Arts group In Certain Places hosted a day-long symposium looking at issues around Preston’s controversial bus station and the future of the city centre in general.
The event began at UCLan’s Darwin lecture theatre with a short welcome and introduction from In Certain Place’s Charles Quick.
Guest speakers for the morning session were writer and journalist Owen Hatherley and Leeds based architect Irena Bauman. They spoke at length about the possibilities and pitfalls of reinventing modernist architecture for the twenty first century. Both speakers answered questions from the audience dealing with local and national issues around the role of modernist architecture and its place in today’s society.
Following a lunch break, the group were taken on a bus trip through the city centre to the contentious sixties bus station. During a guided tour of the building, Charles Quick provided a running commentary full of facts and figures about the brutalist landmark. The bus station’s regular clientele seemed a little bemused by the sizable group of urban sightseers studying every architectural detail!
After a short walk to the former Post Office building on the Market Square, participants were invited to join in with a panel discussion chaired by Lancashire County Councillor Kevin Ellard. Joining him on the panel were Owen Hatherley and Irena Bauman, Councillor Tom Burns from Preston City Council and Christina Malathouni from The Twentieth Century Society.

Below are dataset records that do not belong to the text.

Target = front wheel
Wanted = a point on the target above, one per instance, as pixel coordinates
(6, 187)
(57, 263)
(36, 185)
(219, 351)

Much of the discussion centred on the bus station’s future and how the building could be best remodelled to improve its image and make it fit for today’s requirements. Numerous suggestions from the audience included pedestrianising the Tithebarn bus apron and halving the number of bus bays, to installing roof gardens and relocating the indoor market to the site. Everybody present seemed to agree that, if the bus station is to remain, we need to think about and agree on its future development.
The day’s proceedings were ended with a preview of an exhibition of artworks inspired by Preston bus station and local modernist architecture. The day’s events certainly fuelled some discussion, and the city’s most controversial building continues to be the subject of much heated deliberation. Love it or loathe it, the brutalist icon’s future is an issue that looms large on the Preston skyline and the debate over its eventual survival or demise is set to rumble on.